The best of the menu – hardly surprising when you consider it was originally designed as bar food – is anything small or snacky. So instead of saving yourself for comfort food mains, be sure to go large – mammoth, please – on the little plates. Like the baked oysters. If you’re the sort of person that thinks that oysters taste like a) the sea when you think you might be drowning, b) the inside of a can (metallic, minerally), or c) a giant bogey, then try having them baked. Specifically, Decatur-baked. These moist, juicy bivalves come with a cheesy, salty, fiery topping (butter, pecorino, garlic, hot sauce) and are dangerously addictive. Order as many as you can afford. Then there’s the ‘beer cheese’. A Brit twist on a New Orleans staple, this doesn’t look like much: a firm orange paste in nuclear-fallout orange. But applied thickly over buttered, grilled sourdough (they also give you a raw garlic clove for rubbing), you get all the flavour of cooked-down extra mature cheddar, pilsner, Cajun spices, mustard and a splash of vinegar. On the side? Pink pickled radishes, a trio of Ritz crackers. Of course. Finally, barbecue shrimp. A neat row of juicy shell-on tiger prawns, slathered in a sauce that’s sweet, tangy, fiery and buttery.

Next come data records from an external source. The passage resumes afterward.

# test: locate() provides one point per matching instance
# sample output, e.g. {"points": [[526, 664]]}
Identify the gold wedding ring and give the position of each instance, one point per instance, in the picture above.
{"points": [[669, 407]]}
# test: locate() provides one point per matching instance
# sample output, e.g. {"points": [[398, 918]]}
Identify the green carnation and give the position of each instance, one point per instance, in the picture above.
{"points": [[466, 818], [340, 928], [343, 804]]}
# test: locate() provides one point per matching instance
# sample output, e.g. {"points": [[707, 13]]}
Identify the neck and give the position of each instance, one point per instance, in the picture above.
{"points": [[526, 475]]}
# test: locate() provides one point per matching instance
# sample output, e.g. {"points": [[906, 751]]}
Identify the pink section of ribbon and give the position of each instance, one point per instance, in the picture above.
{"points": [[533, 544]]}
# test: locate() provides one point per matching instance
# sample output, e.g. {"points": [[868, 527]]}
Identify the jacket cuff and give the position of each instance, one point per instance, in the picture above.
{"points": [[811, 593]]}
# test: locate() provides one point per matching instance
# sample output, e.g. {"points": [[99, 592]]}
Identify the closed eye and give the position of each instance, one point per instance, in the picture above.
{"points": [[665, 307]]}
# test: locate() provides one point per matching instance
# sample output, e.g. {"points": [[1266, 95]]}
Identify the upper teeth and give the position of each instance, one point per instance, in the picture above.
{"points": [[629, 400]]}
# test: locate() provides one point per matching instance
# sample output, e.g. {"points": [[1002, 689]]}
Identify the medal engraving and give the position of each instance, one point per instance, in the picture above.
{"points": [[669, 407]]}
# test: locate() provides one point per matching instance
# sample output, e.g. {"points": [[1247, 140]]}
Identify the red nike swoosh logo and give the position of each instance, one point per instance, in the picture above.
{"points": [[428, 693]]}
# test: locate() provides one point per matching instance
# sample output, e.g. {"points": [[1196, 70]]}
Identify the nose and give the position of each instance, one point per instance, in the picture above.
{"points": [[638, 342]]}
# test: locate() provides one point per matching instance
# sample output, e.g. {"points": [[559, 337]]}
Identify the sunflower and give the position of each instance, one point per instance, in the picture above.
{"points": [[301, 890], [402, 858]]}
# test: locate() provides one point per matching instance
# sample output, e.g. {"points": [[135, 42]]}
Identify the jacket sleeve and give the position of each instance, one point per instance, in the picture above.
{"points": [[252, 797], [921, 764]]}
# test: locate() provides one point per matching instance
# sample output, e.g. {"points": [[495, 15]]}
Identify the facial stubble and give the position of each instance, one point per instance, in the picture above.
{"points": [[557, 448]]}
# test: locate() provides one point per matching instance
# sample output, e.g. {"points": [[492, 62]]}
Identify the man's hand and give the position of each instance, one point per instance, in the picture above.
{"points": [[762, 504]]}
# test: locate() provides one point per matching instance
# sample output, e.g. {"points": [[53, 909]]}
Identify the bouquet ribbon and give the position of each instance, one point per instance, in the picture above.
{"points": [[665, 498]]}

For what’s essentially a small, dark bar, with only a handful of tables (plus a few outside), this joint punches well above its weight. Cocktails are enticing and original (it’s the kind of place where the gin comes beetroot-infused; the Short Ireland Iced Tea is made with London-distilled Bán Poitín) and the staff hugely welcoming (even if they did get slower and slower as the night advanced). Hey, Pammy, thanks for having Decatur to stay. Kiss kiss.